The United States delivered a one-two punch to China on Thursday, with a Pentagon report detailing Beijing's missile and military buildup near Taiwan and a strongly worded Senate resolution condemning China's recent human rights record.

The two moves are the latest evidence of the rift between Washington and Beijing that has been growing in the eight months since President Clinton visited China in a summit that had appeared to herald a new era in U.S.-Sino relations.

Instead, Beijing's increasing military presence in the South China Sea, its alleged use of U.S. satellite technology for military purposes, its recent crackdown on political dissidents and its $60 billion annual trade surplus with the United States are dominating the stage as Secretary of State Madeleine Albright leaves Friday for a two-day visit to Beijing. Chinese Premier Zhu Rongji is expected to visit Washington in April.
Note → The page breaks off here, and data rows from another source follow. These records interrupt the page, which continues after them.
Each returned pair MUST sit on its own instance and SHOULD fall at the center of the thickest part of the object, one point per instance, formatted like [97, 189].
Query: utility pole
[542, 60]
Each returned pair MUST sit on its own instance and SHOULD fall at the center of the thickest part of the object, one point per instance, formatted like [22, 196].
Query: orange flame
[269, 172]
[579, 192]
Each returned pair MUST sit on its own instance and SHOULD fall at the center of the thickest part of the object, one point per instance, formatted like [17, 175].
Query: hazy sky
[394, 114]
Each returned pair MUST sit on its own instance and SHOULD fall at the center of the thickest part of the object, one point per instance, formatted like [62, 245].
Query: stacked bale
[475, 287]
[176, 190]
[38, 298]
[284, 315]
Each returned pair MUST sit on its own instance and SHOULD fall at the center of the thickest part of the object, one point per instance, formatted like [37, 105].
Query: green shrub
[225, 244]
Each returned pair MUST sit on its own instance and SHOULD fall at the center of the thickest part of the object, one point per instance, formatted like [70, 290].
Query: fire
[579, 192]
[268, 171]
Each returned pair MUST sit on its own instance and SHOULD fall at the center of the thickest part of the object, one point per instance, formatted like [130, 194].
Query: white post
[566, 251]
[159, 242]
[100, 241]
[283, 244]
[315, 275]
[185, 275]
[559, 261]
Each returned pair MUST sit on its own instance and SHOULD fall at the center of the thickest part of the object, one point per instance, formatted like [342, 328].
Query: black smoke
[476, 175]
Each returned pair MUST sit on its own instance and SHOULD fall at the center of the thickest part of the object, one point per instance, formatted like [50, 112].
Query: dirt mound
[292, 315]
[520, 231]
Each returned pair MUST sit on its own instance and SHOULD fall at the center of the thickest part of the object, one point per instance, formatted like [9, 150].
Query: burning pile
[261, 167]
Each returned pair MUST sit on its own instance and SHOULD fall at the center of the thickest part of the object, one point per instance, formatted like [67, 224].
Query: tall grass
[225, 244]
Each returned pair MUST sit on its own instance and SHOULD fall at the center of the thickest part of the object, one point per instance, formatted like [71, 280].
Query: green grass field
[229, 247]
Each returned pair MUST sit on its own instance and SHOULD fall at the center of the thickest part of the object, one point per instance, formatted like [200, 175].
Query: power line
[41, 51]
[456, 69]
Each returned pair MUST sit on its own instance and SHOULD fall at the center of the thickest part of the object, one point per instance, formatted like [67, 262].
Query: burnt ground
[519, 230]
The 27-page Pentagon report, a sanitized version of a classified report sent to Congress earlier in the week, warns that China's short-range ballistic-missile force "is expected to grow substantially" in the next several years. The report said China is likely to introduce long-range, land-attack cruise missiles as part of a sweeping modernization of its military.

In a separate move Thursday, the Senate condemned China's human rights policy in a resolution approved by all 99 members present. Next week, the House of Representatives is expected to support the resolution, which is a nonbinding expression of congressional opinion and does not have the force of law.

The resolution accuses China of "widespread and well-documented human rights abuses in China and Tibet and coercive implementation of family planning policies and the sale of human organs taken from executed prisoners."

Clinton will not decide whether to push such a resolution, which China has bitterly fought in the past, until after Albright's meetings with Chinese President Jiang Zemin and other leaders Monday and Tuesday, according to another senior administration official.